Corresponding cell devices are typically selected by the word lines 1, and data signals supplied to the bit lines 3 are generally stored in the selected cell devices through the contact plugs 5. Data signals stored in the selected cell devices can also be supplied to the bit lines 3 through the contact plugs 5.
FIG. 2 is a cross-sectional view taken along line I-I′ of the cell array of FIG. 1.
Referring to FIG. 2, a unit cell can be defined by the first and second cell devices 26 and 28.
In order to partition the cell devices on a semiconductor substrate 11, shallow trench isolations (STIs) 13 are formed.
The first and second cell devices 26 and 28 are disposed between the adjacent STIs 13.
A gate oxide layer 15, a floating gate 16, an oxide-nitride-oxide (ONO) layer 17, and a control gate 18 are sequentially formed on the semiconductor substrate 11.
In order to isolate and protect a gate region, spacers 21 are formed on sidewalls of the gate oxide layer 15, floating gate 16, ONO layer 17, and control gate 18. The spacers 21 may include a first tetraethyl orthosilicate (TEOS) layer 21a, a silicon nitride (SiN) layer 21b, and a second TEOS layer 21c. 
Source and drain regions 23 can be formed in the semiconductor substrate 11 adjacent to the spacers 21.

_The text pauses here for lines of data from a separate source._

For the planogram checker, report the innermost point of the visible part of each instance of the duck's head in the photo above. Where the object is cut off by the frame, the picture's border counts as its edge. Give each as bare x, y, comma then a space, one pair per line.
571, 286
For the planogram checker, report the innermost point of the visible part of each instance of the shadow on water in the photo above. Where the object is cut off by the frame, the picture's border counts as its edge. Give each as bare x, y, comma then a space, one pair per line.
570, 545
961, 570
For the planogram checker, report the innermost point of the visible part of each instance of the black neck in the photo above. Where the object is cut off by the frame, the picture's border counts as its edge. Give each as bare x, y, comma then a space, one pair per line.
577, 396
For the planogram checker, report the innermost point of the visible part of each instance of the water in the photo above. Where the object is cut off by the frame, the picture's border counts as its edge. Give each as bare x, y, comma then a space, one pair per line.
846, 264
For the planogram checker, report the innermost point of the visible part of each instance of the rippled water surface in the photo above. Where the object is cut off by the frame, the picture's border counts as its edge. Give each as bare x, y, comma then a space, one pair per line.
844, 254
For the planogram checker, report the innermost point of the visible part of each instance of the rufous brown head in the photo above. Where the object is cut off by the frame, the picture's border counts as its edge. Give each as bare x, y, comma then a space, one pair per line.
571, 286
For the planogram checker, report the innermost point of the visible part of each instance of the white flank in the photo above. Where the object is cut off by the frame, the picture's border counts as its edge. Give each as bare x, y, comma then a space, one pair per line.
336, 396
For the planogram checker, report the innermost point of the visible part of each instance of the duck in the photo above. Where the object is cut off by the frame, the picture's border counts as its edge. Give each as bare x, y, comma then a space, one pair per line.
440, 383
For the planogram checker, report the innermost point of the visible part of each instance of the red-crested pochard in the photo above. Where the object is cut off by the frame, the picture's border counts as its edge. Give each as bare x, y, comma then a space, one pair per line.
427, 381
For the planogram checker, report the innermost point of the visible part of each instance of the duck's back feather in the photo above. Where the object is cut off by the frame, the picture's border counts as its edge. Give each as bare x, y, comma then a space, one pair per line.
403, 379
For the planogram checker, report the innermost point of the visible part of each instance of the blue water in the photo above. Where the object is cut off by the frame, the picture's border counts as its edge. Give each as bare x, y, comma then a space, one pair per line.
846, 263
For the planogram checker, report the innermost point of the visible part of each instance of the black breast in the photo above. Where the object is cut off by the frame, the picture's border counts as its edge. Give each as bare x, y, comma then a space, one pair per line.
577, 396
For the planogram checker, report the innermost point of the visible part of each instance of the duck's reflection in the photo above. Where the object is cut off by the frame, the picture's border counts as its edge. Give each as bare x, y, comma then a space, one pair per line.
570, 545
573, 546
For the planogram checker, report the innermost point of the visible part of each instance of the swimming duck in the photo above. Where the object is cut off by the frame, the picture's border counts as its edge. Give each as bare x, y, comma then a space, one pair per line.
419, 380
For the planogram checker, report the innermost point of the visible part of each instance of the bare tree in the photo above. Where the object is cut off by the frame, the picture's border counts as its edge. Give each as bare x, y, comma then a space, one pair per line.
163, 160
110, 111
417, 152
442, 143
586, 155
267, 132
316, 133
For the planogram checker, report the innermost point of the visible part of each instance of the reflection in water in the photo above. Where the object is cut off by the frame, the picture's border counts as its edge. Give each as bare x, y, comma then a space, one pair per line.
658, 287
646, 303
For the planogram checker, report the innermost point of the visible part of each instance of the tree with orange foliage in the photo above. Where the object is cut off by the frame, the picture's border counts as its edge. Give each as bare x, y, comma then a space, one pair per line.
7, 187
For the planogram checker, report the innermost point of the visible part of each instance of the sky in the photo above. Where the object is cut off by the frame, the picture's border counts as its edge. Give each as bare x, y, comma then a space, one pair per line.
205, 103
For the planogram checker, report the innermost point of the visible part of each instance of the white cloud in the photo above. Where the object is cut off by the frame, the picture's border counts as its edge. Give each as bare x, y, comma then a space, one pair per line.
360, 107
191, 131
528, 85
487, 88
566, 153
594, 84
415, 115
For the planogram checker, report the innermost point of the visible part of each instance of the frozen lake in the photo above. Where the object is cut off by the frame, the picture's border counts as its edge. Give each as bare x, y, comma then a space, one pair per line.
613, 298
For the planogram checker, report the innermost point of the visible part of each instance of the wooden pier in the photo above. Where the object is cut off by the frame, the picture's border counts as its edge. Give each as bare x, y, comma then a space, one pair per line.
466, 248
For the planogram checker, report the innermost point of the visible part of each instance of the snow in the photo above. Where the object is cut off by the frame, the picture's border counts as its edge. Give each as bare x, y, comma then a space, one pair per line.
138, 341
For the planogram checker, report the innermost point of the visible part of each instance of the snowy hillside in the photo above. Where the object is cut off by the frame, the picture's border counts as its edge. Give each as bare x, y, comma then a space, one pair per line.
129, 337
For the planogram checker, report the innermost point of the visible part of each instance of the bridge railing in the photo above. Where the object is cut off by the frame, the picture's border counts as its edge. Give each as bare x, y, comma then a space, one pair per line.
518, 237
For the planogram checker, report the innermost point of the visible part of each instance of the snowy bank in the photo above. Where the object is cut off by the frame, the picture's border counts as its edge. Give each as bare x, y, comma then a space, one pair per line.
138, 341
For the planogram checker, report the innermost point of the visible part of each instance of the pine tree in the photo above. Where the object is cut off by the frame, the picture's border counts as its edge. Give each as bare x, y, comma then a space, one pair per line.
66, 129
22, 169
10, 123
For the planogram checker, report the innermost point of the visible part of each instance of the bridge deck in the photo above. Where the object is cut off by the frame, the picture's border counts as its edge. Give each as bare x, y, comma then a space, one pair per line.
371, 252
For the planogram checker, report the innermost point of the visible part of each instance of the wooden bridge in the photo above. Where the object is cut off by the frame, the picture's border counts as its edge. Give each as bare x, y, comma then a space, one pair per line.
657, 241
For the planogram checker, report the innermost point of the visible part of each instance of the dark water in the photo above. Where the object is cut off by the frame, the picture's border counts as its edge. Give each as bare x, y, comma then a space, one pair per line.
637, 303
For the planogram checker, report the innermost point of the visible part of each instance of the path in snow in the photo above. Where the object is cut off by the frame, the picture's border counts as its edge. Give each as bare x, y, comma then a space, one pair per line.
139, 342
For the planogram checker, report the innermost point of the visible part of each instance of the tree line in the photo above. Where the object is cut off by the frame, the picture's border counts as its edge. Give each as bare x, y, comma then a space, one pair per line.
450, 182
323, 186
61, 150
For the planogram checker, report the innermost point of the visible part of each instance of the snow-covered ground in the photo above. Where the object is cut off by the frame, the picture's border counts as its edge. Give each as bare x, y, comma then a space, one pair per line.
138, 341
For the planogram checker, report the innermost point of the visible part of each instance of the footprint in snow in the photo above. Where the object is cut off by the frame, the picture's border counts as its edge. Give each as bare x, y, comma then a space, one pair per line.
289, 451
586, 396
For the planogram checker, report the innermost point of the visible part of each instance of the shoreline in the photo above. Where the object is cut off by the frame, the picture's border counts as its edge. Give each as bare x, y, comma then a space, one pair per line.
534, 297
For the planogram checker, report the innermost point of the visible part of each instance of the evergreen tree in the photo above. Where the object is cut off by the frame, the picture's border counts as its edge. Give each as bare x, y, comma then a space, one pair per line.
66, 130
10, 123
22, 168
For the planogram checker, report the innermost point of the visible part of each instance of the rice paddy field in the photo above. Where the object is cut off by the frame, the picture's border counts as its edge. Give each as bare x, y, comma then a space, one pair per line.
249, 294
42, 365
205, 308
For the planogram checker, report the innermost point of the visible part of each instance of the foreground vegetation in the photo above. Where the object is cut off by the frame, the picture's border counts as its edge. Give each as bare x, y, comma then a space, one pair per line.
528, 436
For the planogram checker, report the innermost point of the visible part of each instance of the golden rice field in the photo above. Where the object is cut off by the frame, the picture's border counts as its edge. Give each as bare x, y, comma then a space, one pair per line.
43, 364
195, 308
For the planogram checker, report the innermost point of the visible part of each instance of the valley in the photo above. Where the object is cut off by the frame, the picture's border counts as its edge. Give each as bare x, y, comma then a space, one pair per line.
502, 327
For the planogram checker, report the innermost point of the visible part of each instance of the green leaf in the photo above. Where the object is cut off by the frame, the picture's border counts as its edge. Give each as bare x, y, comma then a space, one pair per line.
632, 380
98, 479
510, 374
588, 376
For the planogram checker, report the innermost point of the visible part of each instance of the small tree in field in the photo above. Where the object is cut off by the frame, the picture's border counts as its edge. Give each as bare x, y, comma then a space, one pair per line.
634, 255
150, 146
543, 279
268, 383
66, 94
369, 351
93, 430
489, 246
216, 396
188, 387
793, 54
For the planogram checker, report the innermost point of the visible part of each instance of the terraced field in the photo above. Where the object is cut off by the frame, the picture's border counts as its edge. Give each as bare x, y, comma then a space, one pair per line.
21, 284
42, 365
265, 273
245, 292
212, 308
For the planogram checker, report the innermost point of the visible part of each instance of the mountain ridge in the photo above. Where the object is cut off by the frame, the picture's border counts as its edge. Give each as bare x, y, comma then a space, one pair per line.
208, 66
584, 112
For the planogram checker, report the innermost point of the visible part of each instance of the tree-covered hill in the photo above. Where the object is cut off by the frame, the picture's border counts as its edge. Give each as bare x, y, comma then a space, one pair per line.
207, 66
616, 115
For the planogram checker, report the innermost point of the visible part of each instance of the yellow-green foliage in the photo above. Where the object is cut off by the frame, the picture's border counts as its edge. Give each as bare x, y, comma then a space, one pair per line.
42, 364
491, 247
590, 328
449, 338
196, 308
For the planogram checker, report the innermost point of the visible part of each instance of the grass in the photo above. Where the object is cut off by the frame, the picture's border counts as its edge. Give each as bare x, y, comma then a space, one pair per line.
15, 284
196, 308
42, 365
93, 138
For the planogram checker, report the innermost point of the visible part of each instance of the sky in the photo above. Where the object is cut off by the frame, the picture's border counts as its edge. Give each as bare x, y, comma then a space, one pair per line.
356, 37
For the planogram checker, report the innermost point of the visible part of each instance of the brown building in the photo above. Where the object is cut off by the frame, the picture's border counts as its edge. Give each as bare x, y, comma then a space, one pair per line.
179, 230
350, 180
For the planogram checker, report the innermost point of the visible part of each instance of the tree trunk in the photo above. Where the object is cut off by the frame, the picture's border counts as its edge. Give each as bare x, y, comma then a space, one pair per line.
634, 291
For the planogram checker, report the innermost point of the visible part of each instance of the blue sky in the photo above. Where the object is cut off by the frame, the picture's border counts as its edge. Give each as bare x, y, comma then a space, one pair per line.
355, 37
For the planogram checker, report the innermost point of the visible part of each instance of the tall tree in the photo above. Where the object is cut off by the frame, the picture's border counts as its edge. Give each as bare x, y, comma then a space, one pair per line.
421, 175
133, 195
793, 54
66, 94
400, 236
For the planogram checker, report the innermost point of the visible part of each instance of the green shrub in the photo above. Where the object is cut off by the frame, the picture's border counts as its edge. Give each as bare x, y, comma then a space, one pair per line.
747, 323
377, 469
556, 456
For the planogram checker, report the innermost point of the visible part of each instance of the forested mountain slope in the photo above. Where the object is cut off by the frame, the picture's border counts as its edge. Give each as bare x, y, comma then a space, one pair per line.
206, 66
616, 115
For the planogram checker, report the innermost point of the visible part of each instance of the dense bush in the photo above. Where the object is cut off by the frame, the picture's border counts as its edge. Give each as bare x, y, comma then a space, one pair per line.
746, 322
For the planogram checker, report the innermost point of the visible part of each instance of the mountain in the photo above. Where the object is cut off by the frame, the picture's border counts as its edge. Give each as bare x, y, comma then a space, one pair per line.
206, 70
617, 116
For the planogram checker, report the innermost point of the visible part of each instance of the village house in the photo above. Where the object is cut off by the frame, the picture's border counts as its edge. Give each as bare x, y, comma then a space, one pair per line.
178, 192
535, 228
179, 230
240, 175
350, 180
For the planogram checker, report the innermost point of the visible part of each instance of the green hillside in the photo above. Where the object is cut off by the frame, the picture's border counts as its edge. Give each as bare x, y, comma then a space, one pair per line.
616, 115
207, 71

Thus, the first and second cell devices 26 and 28 can be defined by the source and drain regions 23, the spacers 21, and the gate region including the gate oxide layer 15, floating gate 16, ONO layer 17, and control gate 18.
In order to facilitate electrical contact with an external interconnection that may be present, silicide layers (not shown) can be formed on the control gate 18, as well as on the source and drain regions 23.
Before the silicide layers are formed, a cleaning process is typically performed on the control gate 18 and the source and drain regions 23 to remove any foreign materials from them that may be present.
However, when the cleaning process is performed, the first and second TEOS layers 21 a and 21c of each spacer 21 often react with a cleaning solution, and thus are removed in part.
Specifically, an undercut phenomenon, in which portions of the first TEOS layer 21a of each spacer 21 is removed, often occurs.
This undercut phenomenon may occur to a great depth, such that the undercut parts beginning near a top surface of the spacer 21 and a bottom side surface of the spacer 21 of the first TEOS layers 21a of the adjacent spacers 21 are connected to each other.
Accordingly, when the contact plugs are formed, a conductive material for the contact plugs can infiltrate into the undercut parts. As a result, the adjacent contact plugs can be electrically interconnected through the conductive material infiltrated into the undercut parts, leading to a bit failure caused by a defective bridge between the cell devices.
Thus, there exists a need in the art for an improved flash memory device and fabricating method thereof.